On June 3, the Pentagon notified NATO partners that the United States would no longer commit a suite of high-value military assets — including an aircraft carrier and its accompanying support vessels, aerial refueling tankers, and dozens of fighter jets — to European defense in the event of a crisis triggered under Article 5 of NATO’s founding charter. In response to this shift, NATO’s American supreme allied commander has begun developing alternative contingency plans to rebalance alliance defense posturing across the continent.
Rutte was quick to frame the adjustment as a procedural update to planning, not a drawdown of existing U.S. military presence on the continent. “This is not about where forces and assets are currently located,” Rutte told reporters Wednesday, clarifying that the change only revises commitments for when collective defense plans are activated. “It’s about who would do what if our defense plans were activated. So, let’s say in case of an Article 5 situation.”
Article 5, the cornerstone of NATO’s collective security guarantee, binds the alliance’s 32 member states to treat an armed attack on one ally as an attack on all. While the provision does not legally mandate any member to deploy military force, a broad majority of allies would typically contribute to a collective response. The U.S. currently maintains the largest military force and most expansive defense capabilities across the alliance, and the Trump administration has confirmed it has no plans to withdraw U.S. nuclear weapons deployed in Europe — a core component of NATO’s nuclear deterrence strategy. The shift in commitments comes as the U.S. reorients its global military focus to counter growing strategic competition from China in the Indo-Pacific region.
NATO’s core operational framework for coordinating collective defense, the NATO Force Model, outlines which assets from member states will be made available to alliance commanders across the first six months of a conflict, spanning peace, crisis, and full war. According to Rutte, alliance commander U.S. General Alex Grynkewich has assessed that existing and upcoming capabilities from other NATO member states are largely sufficient to fill the gaps created by the U.S. drawdown in planning commitments. “The overall picture is looking good,” Rutte said.
Even so, some European allies have expressed surprise at the range of assets being withdrawn from U.S. commitments, as many of these capabilities are already in short supply across European armed forces. The Trump administration has set a deadline for allies to outline their plans to replace the missing assets or adjust defense planning to account for the gap in advance of the July 7-8 NATO summit scheduled to be held in Ankara, Turkey.
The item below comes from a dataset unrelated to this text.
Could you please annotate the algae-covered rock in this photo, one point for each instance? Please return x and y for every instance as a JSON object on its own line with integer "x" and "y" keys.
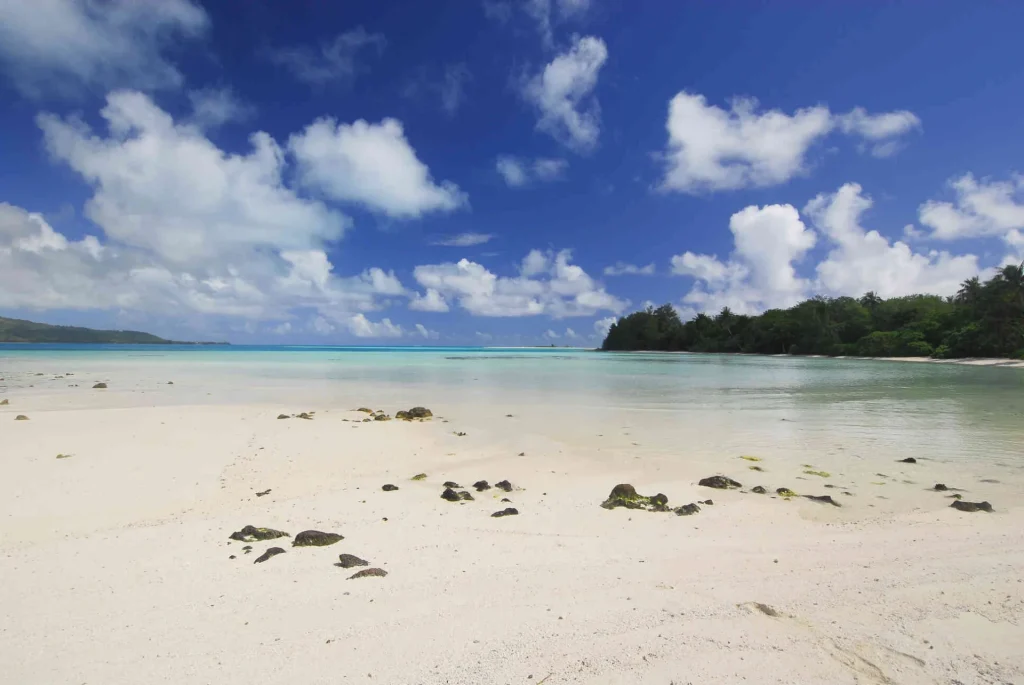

Ahead of the summit, European and Canadian allies are expecting to receive more detailed clarification of U.S. plans from U.S. Defense Secretary Pete Hegseth at this week’s Brussels meeting, after Hegseth skipped the alliance’s previous defense minister gathering in February.
The recent policy shift has already sown confusion among allies. Last month, Trump announced plans to deploy an additional 5,000 U.S. troops to Poland, a move that bewildered alliance partners even as his administration continues to reiterate its goal of reducing, not expanding, the overall U.S. military footprint in Europe.
Separate from the changes to collective defense planning, additional U.S. troop drawdowns are already underway in the Balkans. Last Friday, NATO military headquarters announced it would downsize the alliance’s Kosovo Security Force (KFOR), with U.S. troops expected to make up a significant portion of the departing personnel. Currently, 590 U.S. troops are deployed with KFOR, making the U.S. the second-largest contributing nation to the mission behind Italy, which deploys 907 personnel. The U.S. also maintains a contingent of Black Hawk helicopters at its large Camp Bondsteel base in Kosovo.
KFOR first deployed to the region in 1999 to maintain peace between Kosovo and Serbia after the end of the Kosovo War. At its peak, the mission counted more than 50,000 personnel across all contributing nations, and force levels have been gradually reduced for decades as regional tensions eased. In 2023, however, NATO deployed an additional 1,000 troops to the region after a new wave of violent unrest erupted. On Wednesday, Rutte confirmed the latest drawdown will see more than 1,000 total personnel depart KFOR, consistent with Grynkewich’s assessment that security conditions in Kosovo are now stable enough to “optimize” the mission’s size.